El duelo dura lo que dure la sensibilidad del amor filial, con la que se ven las cosas de una manera. Posterior al duelo, pasan las cosas a verse de otra manera, de modo que al dolor por la ausencia del ser querido siguen otro tipo de cuestiones, en concreto el tema de la herencia, aunque no sea más que porque los hijoputas de Hacienda están como alimañas para cobrar el impuesto de sucesiones en el plazo de 6 meses desde la muerte del “causante”, palabra eufemista que viene a designar al que la ha palmado, y por tanto, el causante del follón que se ha montado con su fallecimiento, esto es, la pelea por los despojos, que protagonizarán sus herederos a instancias de los postizos y postizas, también llamados de otros modos: consortes, parientes políticos, yernos, nueras, etc.

Siempre se ha dicho que un hijo es un hijo o que una hija es una hija, para distinguirlos de los postizos. A mi modo de ver, el verdadero cariño de un hombre o una mujer, aparte de amar y ser amado o amada por su cónyuge, es conseguir que su suegro o suegra le quiera igual que a su hijo o hija, esto es, que no solo no le llame interiormente postizo, sino que ni siquiera se plantee que el cónyuge de su hijo o hija es un postizo o postiza. Conseguir esto es fruto de toda la vida, del amor de toda la vida, de tomar por padres a los padres del cónyuge, y de tomar por hijo o hija al conyuge de la hija o el hijo.

Si esto se consigue, en el momento de la muerte no habrá problemas. De lo contrario, no solo habrá problemas durante la vida de los padres, sino más al morir estos porque los postizos y las postizas verán a los suegros como un medio para acrecentar el patrimonio familiar, y su muerte como el ansiado momento. Y más las postizas que los postizos, quizá porque, como dice el refrán, dos tetas arrastran más que dos carretas.

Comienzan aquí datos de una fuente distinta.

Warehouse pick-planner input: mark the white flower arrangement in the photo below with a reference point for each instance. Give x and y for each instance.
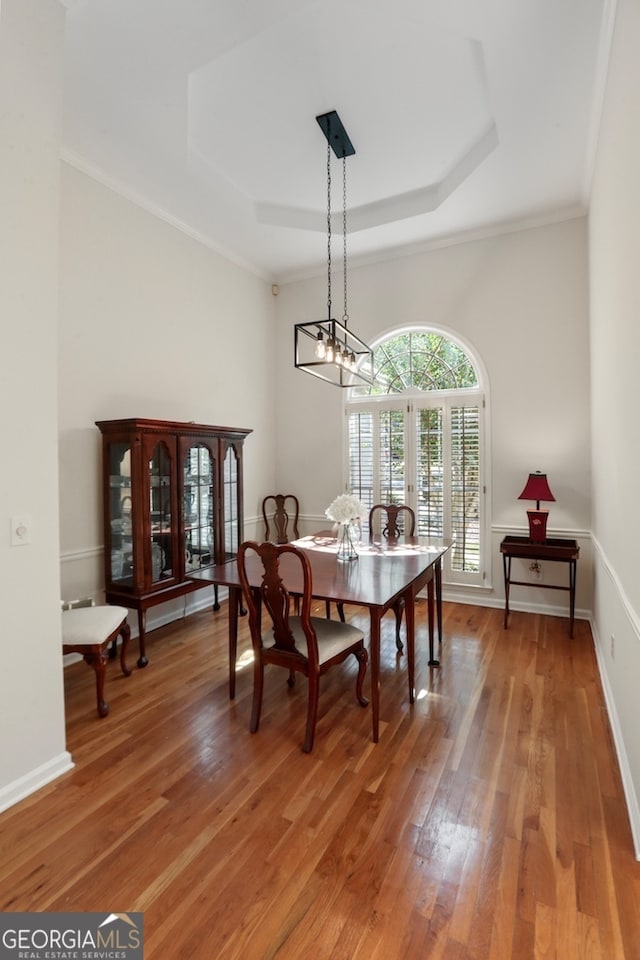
(345, 509)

El resultado de este arrastre, azuzado por los de Hacienda, es que antes de 6 meses de producido el deceso del causante (¿qué bien queda, nooo?), se produce una gresca familiar en donde cada cual tira para su lado de la masa hereditaria, al principio con mayor o menor bronca; después, en el juzgado, y lo que antaño eran hermanos, se convierten en enemigos irreconciliables que no solo no se hablarán en el resto de sus vidas, sino que transmitirán a sus respectivos hijos la inquina y el odio hacia sus tíos y primos.

Y todo por un dinero que antes de morir sus padres no tenían, a pesar de lo cual, vivían bien. Un dinero que ellos también, a su debido tiempo, tendrán que dejar en esta tierra en el momento en que adquieran la consideración fiscal de causantes, y que provocará, si sus hijos han seguido el mismo camino que ellos, una gresca similar en el seno de la siguiente generación de causahabientes.

Ya vemos que el secreto para que no pasen estas cosas es el amor, un amor que lleve a que nadie sea postizo o postiza. Porque de esa manera, al morir el causante, su muerte será causa de amor entre sus hijos, palabra que englobará a estos y a sus cónyuges, los cuales preferirán mil veces perder de sus derechos económicos en aras de la paz familiar y del amor entre hermanos, mucho más sabroso que unos cuantos miles de euros que, tarde o temprano habrán de dejar ellos también en esta tierra.